Methodology
How we chart it
This publication picks axes for the reader, not for the convention. Three rules govern every chart that runs here; three short examples explain why each rule earns its keep.
The rules
- Time is always linear. The reader's intuition of "later" is calendar-time, not log-time. Every chart that uses a year axis runs it linearly — even when the events being plotted are accelerating.
- Magnitude gets log only when the range demands it. The breakpoint is roughly 100×: when a number ranges over two orders of magnitude or more, linear axes squash the early movement into the floor and the reader stops being able to read the chart. Below that, linear keeps the reader's number-sense intact.
- Capability is always linear. Percentages, accuracy scores, benchmark grades — the reader interprets them as linear quantities. Putting a percentage on a log y axis distorts the question of "how good is the model now"; it answers a question the reader didn't ask.
Example 1 — when linear reveals saturation
MMLU is hitting a ceiling. From GPT-3 in 2020 (44%) through GPT-3.5 (70%) and GPT-4 (86%), the benchmark climbed through three obvious eras of progress. From mid-2023 onward, the frontier cluster — Claude, GPT-4o, Llama 3.1, Gemini — sits between 88% and 90%. Stanford's AI Index 2025 calls MMLU saturated, and the data agrees.
The linear-y panel below makes the saturation visible: the curve bends toward an asymptote near 90% and stays there. The log-y panel, plotting the same points, compresses the upper range and reads as if MMLU were still climbing steadily. Same data, different axes, different stories — and only one of them is honest about the ceiling. GPQA Diamond (the volt-colored series) shows what a benchmark with headroom looks like in the same view.
MMLU progression, linear y
Schematic — after Hendrycks et al. 2021 (arXiv:2009.03300) + Stanford HAI AI Index 2025 ch. 2. Linear y reveals the saturating-S flattening at ~90%. GPQA Diamond (volt) still climbing.
Same MMLU data, log y
Schematic — same MMLU points, log y. Saturation is compressed; the curve reads like steady growth. Wrong axis for this question.
Example 2 — when log reveals geometry
Cottier's 2025 inference-price work plots cost-per-million- tokens at fixed capability across six benchmarks. The decline is multiplicative: 9× to 900× per year depending on the benchmark, with a median around 50×. At the GPT-4 capability floor — the cheapest model that hits a given threshold — the decline is roughly tenfold per year.
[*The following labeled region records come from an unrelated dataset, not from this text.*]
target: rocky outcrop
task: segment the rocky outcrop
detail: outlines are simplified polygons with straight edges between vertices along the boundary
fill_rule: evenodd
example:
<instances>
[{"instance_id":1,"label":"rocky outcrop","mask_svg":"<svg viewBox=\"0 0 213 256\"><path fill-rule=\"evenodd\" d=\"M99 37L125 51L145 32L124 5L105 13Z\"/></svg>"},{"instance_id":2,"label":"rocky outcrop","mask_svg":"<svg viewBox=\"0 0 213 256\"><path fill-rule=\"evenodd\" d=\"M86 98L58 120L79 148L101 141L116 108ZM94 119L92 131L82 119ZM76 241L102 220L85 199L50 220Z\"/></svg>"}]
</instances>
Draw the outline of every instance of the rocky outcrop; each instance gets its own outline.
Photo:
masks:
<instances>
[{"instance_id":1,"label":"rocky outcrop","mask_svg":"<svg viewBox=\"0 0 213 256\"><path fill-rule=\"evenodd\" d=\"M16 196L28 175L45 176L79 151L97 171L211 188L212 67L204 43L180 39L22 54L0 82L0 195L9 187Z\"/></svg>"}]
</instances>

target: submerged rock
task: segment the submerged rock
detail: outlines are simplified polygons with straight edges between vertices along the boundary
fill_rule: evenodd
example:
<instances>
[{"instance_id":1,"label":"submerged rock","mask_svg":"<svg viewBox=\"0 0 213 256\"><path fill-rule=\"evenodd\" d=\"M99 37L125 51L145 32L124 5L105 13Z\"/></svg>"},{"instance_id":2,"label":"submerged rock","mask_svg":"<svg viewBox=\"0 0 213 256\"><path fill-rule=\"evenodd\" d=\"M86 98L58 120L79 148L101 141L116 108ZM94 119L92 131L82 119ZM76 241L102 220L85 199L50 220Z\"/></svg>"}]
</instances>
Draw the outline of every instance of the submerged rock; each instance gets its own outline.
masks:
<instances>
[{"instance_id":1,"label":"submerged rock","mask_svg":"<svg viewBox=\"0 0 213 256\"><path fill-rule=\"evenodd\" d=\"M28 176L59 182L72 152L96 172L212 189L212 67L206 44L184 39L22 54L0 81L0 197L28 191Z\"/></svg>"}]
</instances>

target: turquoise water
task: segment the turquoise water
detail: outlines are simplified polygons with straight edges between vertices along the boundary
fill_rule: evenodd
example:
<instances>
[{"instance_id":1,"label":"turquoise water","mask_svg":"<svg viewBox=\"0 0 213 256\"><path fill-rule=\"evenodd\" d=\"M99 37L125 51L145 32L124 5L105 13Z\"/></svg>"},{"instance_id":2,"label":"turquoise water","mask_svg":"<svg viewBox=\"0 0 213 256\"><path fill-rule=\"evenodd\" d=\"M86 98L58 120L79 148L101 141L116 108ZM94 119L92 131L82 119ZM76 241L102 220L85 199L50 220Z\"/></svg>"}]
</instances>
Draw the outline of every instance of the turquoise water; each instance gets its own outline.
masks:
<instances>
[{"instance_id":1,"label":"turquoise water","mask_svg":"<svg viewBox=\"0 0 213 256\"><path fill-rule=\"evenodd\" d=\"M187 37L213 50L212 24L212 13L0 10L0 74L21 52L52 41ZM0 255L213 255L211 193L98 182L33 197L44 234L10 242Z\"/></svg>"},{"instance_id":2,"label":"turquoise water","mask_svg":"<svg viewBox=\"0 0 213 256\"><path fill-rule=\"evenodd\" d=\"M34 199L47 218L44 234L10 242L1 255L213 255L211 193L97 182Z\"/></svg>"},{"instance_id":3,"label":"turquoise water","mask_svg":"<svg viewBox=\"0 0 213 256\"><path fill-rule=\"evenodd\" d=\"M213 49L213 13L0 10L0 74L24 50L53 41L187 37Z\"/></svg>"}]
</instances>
A multiplicative process reads as a straight line on log y, and that is exactly what the chart below shows. The same data on linear y would crash to a floor in the first six months and render every subsequent improvement invisible against the post-collapse baseline. When the story IS multiplicative, log reveals what linear would erase.
Inference cost at fixed capability, log y
Schematic — after Cottier, Snodin, Owen, Adamczewski 2025, “LLM inference prices have fallen rapidly but unequally across tasks,” Epoch AI Data Insights, March 12 2025. Geometric decline reads as a straight line on log y. Range 9×–900×/yr across six benchmarks; ~10×/yr at the GPT-4 capability floor.
Example 3 — when log-log is right (and when it misleads)
Kaplan et al. 2020 plot test loss as a function of training compute and find a power law: loss falls roughly as compute to the −0.05. The relationship spans six orders of magnitude on the compute axis, and on log-log paper it renders as a straight line. The convention serves the literature because the underlying relationship IS log-log; the chart isn't massaging the data, it's matching it.
The convention misleads readers who care about real-world capability rather than next-token loss. Two-tenths of a nat at the end of the curve is the difference between "unimpressive" and "frontier"; the log-log treatment makes them look adjacent. The scaling-laws community charts the math it cares about. This publication charts the question the reader is asking.
Kaplan 2020 scaling law, log-log
Schematic — after Kaplan et al. 2020, “Scaling Laws for Neural Language Models,” arXiv:2001.08361, Figure 1. Test loss falls as a power law of compute; log-log axes turn the relationship into a straight line.
When in doubt: linear
Default to linear. The reader's intuition is linear; log is a tool the writer reaches for when the math demands it. Most stories on this page aren't multiplicative. When they are, the rules above will say so.